DESAFIOS DOS PSICÓLOGOS

Os atendimentos não presenciais não desafiam apenas os pacientes, como também demandam adaptações dos psicólogos. Neste sentido, o vínculo terapêutico mantido é de alguma forma alterado, segundo Carvalho. “Tenho feito atendimentos online também, no consultório particular. Foi a minoria que aceitou continuar as consultas online, a maioria vai aguardar voltar à normalidade e isso já era esperado. A questão presencial, do vínculo terapêutico, contribui muito para isso”, disse.

“Se o isolamento permanecer por muito tempo, acredito no movimento natural de mudança do comportamento, com atendimentos online como tendência. Para os psicólogos isso vem sendo muito debatido. Existem especificidades que devemos considerar. E como avaliar a interação do outro? É um modo diferente, mas é possível e pode ter resultados positivos. A questão é que o profissional compreenda isso e saiba se está apto”.

De acordo com o psicólogo Gleison Pessoa, o que vem sendo observado é também uma dificuldade de manter a privacidade nas consultas online. “No primeiro momento as pessoas estão em uma situação nova e tentando se organizar de alguma forma. Mas as casas estão mais cheias e a privacidade para terapia online não é possível para todos, então isso dificultou o atendimento. Tento dar um suporte mais rápido para alguns pacientes devido a isso”, contou.

ATENDIMENTO ONLINE TAMBÉM NOS SERVIÇOS DE SAÚDE

Para a presidente do CRP, as primeiras preocupações que apareceram foram da regulamentação de como seria o atendimento online nas várias áreas da psicologia. “Psicólogos que são autônomos têm um impacto, os dos serviços de saúde têm outro. Na psicoterapia o direcionamento do online foi praticamente imediato. O número de cadastros para atendimento online aumentou muito e aqui no Espírito Santo não foi diferente. No caso do serviço de saúde, já foi um outro processo, a demanda pelo atendimento online não está vindo do próprio serviço, mas dos usuários, que tentam acessar o psicólogo de forma online, mesmo que estejam presencialmente nas unidades”, explicou.

O QUE ESPERAR

Para a professora da Ufes Andrea dos Santos Nascimento, o conteúdo dos relatos que chegam dos pacientes também não mudou significativamente até o momento. “Para mim não chegou alguma novidade. Mas agora estamos descobrindo outras formas de acolhimento, de formas de viver, de autoconhecimento. Só teremos acesso a esta transformação daqui a um tempo. As coisas ainda estão acontecendo. Enquanto profissão ainda tem muita coisa para ser produzida após este período, em estudos”, disse.

“O que tem chegado é a preocupação com o futuro. Me questionam como será daqui para frente, como vai ser quando as portas forem abertas e se viveremos com medo. Isso tem chegado muito para mim. ‘Será que vou poder abraçar e beijar as pessoas na rua como antes?’, dizem alguns”.

ATENDIMENTO VOLUNTÁRIO

Neste momento, além dos diversos cursos online gratuitos que vêm sendo distribuídos por profissionais de diversas áreas, além de produtos para baixar, como e-books, são vistas também muitas iniciativas realizadas por psicólogos, que se solidarizam às novas demandas.

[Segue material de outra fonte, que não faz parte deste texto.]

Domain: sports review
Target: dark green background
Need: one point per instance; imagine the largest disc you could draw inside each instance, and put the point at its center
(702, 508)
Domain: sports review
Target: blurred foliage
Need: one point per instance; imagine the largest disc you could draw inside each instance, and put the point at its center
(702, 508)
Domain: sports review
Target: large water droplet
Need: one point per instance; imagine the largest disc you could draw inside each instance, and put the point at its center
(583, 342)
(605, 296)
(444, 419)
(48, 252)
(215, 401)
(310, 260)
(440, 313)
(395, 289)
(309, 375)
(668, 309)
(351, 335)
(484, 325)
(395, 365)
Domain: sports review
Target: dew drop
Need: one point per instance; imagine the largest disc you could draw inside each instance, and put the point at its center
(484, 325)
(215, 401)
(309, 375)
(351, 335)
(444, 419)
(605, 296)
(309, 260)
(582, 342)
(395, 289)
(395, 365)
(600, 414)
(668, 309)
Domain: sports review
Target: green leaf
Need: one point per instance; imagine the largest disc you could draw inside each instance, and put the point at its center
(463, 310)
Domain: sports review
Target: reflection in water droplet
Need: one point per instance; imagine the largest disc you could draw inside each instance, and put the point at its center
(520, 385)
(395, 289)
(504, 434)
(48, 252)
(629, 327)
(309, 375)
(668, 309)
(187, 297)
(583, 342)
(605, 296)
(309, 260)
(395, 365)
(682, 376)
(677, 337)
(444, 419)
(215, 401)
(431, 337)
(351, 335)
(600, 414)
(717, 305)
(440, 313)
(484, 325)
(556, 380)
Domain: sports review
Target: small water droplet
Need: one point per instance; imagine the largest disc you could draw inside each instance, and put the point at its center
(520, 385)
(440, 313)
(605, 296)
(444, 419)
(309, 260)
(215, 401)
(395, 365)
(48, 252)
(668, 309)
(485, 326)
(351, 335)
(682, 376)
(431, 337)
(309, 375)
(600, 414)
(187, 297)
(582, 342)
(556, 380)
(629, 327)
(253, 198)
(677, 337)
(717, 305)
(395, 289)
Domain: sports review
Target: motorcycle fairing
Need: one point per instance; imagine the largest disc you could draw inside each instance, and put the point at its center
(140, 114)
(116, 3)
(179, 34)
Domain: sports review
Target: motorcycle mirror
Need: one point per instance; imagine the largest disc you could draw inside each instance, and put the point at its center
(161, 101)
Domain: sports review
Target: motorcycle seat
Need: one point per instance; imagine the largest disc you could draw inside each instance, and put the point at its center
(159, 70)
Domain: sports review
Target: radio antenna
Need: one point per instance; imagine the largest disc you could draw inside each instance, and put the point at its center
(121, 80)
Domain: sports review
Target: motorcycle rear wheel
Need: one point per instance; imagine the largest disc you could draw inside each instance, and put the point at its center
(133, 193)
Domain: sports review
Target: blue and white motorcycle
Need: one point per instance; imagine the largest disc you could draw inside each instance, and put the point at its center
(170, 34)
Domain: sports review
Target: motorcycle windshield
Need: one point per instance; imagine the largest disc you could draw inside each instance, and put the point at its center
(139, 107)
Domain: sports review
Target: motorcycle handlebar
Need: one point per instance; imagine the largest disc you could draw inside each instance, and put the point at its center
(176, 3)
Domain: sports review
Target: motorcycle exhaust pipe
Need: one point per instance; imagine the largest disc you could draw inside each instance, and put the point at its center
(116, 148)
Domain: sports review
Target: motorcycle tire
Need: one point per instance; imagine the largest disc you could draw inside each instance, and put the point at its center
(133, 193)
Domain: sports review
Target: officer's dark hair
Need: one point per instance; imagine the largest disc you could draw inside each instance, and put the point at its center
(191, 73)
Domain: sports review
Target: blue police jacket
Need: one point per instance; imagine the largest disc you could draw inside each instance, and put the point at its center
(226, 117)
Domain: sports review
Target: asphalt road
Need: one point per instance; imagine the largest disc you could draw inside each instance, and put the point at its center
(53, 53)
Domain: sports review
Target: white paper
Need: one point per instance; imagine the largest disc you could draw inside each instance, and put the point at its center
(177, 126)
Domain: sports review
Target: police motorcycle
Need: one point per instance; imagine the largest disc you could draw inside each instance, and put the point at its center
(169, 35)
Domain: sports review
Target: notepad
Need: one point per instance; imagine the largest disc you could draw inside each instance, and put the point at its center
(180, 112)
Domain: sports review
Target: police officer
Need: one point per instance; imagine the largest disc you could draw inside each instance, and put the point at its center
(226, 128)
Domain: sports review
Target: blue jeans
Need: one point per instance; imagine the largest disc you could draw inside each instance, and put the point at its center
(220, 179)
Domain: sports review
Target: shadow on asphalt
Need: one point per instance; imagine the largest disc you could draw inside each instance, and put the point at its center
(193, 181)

Para Pessoa, este movimento é positivo. “São lives, dicas, publicações no instagram, grupos de interação. Eu mesmo tenho uma experiência com um grupo, que acontece de forma mais interativa e grátis. Acho que estamos ainda no começo dessa pandemia. Quando olhamos lá fora, cresce o número de casos de ansiedade, depressão. Esta será uma demanda que ainda virá com mais força. É importante criar esses canais de apoio, de solidariedade, permitir que as pessoas compartilhem emoções e que sejam validadas no que sentem”, expressou.

Andrea dos Santos Nascimento relatou a importância de novas ferramentas que dão suporte psicológico, desde que, é claro, estejam pautadas na ética dos profissionais. “Um exemplo disso é o Instituto Acalanto, que tem feito atendimentos por uma linha telefônica para quem precisar. Os profissionais estão adaptando a forma de funcionar, até mesmo adaptando suas casas, para que mantenham sigilo e tranquilidade. E fica o alerta: é importante que as pessoas procurem o CRP para verificar se o profissional por quem tem sido atendido na internet é realmente um psicólogo”, finalizou.